In the instant case the circumstances in which the evidence was led were clear free of any confusion. PW1 saw the accused beat the deceased. When the deceased reached home he told his wife PW2 that it was the accused who beat him. When PW3, the LC3 chairman came, the deceased told him that it was the deceased who beat him even on the day PW3 went to hospital the deceased was inconsistent. As I have already said in this judgment, the deceased stated in his defense that on the material day he was in company of the deceased but he then told a lie when he said that he left at 8:00pm. That the following day he again went in the same drinking place where he was arrested from. His defense was not real it was merely a fabrication which could not be believed.

The Evidence Act S.30     provides, “When the statement is made by a person as to the cause of his death or as to the circumstances of the transaction which resulted into his death in cases in which the cause of that person death comes into question and such stamen are relevant whether the person who made them was or was not at the time when they were made under expectation of death and whatever may be the nature of the proceeding in which the cause of his death comes into question.

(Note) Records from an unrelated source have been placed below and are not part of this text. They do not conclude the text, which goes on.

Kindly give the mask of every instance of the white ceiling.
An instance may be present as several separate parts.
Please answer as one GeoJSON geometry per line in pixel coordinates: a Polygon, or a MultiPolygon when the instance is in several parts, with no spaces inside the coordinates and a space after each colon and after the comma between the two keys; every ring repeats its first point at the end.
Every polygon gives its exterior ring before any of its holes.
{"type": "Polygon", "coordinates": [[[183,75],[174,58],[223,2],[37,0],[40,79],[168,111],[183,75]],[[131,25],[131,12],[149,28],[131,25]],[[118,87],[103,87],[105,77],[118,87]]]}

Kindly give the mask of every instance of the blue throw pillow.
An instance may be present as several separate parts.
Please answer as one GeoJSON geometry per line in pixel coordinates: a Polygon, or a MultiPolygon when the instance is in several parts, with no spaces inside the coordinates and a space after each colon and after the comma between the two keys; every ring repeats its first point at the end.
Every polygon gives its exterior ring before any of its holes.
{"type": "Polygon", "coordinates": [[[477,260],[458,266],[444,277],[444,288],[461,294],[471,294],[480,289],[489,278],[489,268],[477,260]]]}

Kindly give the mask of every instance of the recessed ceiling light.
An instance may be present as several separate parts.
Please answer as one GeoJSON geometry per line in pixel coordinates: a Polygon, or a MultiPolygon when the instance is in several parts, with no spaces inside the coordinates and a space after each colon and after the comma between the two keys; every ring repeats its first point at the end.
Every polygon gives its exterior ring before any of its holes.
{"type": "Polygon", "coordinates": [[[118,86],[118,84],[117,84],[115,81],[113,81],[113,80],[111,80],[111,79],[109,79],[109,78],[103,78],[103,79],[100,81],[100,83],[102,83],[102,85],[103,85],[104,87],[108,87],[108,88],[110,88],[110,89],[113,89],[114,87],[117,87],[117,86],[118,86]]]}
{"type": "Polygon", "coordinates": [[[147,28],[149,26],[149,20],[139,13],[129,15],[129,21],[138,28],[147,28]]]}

Its trite law that its unsafe to convict solely on the basis of a dying declaration which is not corroborated see Okwel v. Uganda Cr. App No 12/90 SCU, Tindiguihwa Mbahe v. Uganda Cr App 9/87 (CA)

As I have already stated above there was ample corroboration from independent witnesses at different stages.

The assessor in his opinion advised me to find the accused guilty. I agreed with him because of the reasons already given this judgment. Accordingly I find that the prosecution has proved its case beyond reasonable doubt and I find the accused person guilty. He’s convicted as charged.